Fox News Whitewashes Reality To Smear Holder With Perjury Accusations

Shannon BreamFox News distorted the testimony of Attorney General Eric Holder to claim that he committed perjury before the House Judiciary Committee last week.

It was recently revealed that the Justice Department obtained a search warrant for the communications records of Fox News reporter James Rosen in an effort to track down a leaker who provided him with classified information on North Korea in 2009. On May 15, during a hearing of the House Judiciary Committee, Rep. Hank Johnson (D-GA) asked Holder about the warrant and the potential for prosecuting journalists accused of publishing classified information that they obtained from government sources. Holder responded (emphasis added):

With regard to the potential prosecution of the press for the disclosure of material. That is not something that I've ever been involved in, heard of, or would think would be a wise policy.

On May 24, the Justice Department released a statement clarifying Holder's involvement in the approval process for the warrants in question (emphasis added):

“The Department takes seriously the First Amendment right to freedom of the press. In recognition of this, the Department took great care in deciding that a search warrant was necessary in the Kim matter, vetting the decision at the highest levels of the Department, including discussions with the Attorney General. After extensive deliberations, and after following all applicable laws, regulations and policies, the Department sought an appropriately tailored search warrant under the Privacy Protection Act. And a federal magistrate judge made an independent finding that probable cause existed to approve the search warrant.”
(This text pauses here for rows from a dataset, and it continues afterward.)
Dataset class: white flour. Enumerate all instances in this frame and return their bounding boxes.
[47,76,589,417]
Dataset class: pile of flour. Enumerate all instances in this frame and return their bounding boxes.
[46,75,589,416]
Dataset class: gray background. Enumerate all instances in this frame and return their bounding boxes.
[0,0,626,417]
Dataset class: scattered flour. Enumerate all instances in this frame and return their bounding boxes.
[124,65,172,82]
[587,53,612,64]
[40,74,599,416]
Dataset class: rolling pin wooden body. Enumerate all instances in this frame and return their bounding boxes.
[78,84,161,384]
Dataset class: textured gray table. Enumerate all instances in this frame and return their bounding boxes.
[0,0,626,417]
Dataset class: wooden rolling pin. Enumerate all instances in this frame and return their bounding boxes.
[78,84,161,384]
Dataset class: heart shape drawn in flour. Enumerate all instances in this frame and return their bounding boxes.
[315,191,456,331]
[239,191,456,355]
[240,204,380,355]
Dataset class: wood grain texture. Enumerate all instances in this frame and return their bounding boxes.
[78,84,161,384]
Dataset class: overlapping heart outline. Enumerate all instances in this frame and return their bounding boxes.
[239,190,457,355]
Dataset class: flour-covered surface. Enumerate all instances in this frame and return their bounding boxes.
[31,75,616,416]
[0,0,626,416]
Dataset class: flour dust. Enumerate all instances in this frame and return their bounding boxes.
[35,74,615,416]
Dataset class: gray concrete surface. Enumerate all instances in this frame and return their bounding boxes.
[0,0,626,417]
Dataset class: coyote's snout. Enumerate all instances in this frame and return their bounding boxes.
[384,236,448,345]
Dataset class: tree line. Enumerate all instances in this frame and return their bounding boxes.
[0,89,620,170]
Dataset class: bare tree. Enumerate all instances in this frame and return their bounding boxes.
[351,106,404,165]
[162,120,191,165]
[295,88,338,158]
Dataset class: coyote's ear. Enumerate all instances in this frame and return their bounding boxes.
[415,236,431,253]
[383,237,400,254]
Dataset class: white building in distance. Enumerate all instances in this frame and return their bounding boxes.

Fox News' Special Report on May 24 argued that these statements were inconsistent and concluded that the Attorney General had previously lied to the Judiciary Committee and thus had committed perjury. Host Shannon Bream began the show stating, “It's his story, but he's not sticking to it,” claiming that Holder has “chang[ed] his tune” on his involvement in the scrutiny of journalists. Contributor Steve Hayes claimed that Holder's two statements were “incongruent” and Charles Krauthammer speculated that it may be “a case of perjury.”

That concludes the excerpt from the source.